When Barry became aware of the ad, he was horrified. In fact, he stared at his computer screen and cried. He feared what this ad would do to his acting career.

But he has decided to fight back, folks. In a move to both bring attention to how exploitive this ad campaign is and bolster his career at the same time, Barry has made the following offer: he will lower his usual pay rate to any soda company willing to use his unaltered image in their ad campaign. He even says he’ll sing and dance ‘without charging an arm and a leg.’

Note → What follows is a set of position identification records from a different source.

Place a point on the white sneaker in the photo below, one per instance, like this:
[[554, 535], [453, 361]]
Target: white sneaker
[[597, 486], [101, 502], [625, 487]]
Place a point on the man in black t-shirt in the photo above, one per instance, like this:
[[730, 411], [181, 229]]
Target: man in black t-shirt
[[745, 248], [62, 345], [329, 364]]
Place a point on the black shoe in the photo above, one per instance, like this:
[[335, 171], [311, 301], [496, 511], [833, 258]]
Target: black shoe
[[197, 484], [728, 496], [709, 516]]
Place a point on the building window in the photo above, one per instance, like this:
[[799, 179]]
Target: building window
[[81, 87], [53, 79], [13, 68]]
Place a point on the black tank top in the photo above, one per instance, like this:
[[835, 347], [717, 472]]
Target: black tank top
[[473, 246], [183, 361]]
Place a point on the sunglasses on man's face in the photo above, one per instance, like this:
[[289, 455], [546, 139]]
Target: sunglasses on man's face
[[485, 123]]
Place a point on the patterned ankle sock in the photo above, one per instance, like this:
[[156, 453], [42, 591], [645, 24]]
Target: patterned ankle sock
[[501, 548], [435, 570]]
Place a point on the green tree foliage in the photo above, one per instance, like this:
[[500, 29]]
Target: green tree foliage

In other news about fighting back, you may have heard about the Billboard Project. If you haven’t heard the news, Ragen Chastain at Dances with Fat (and if you aren’t reading her blog, I absolutely encourage you to do so last week!) has started a campaign to raise funds for an alternate billboard to put up in Georgia to rebut those appalling billboards telling fat children they are sick and bullied, but they bring it on themselves by being fat. On thursday, the Go Fund Me page opened for business. Ragen and those working with her on the fund were hoping to raise $10,000.00. That goal has been kicked to the curb, folks! It was beaten inside of twenty four hours. The new goal is $15,000.00 to fund not only the original billboard, but a host of other ways of getting out the body love message. There’s just over a thousand dollars left to go to meet the new goal.

But wait! There’s more! And it isn’t an incredible Ginsu steak knife.

More of Me to Love has offered $5,000.00 in matching funds… but there’s a catch. While the monetary goal was reached quite a while back, they stipulated that there must be a minimum of one thousand unique donors to unlock those funds. This is an incredible offer, and I love the fact that the agreement includes building a truly grassroots movement that includes a lot of people, rather than a few donations from people with a lot to spare. But as of Ragen’s last update, the project still needs nearly three hundred donors to unlock the More of Me to Love funds.

So please, if you have anything to spare, go to the Go Fund Me page and make a donation. Anything from five dollars up is accepted at Go Fund Me. If you cannot spare that much, or would rather use PayPal, you can go here to donate Solidarity Dollars, starting at quite literally one dollar donations.

Remember, every dollar is another blow against body shame and publicly funded bullying.

And every dollar, every refusal to buckle under, every act of individual body love is another chip in the wall of hate and prejudice. Let’s take that wall down!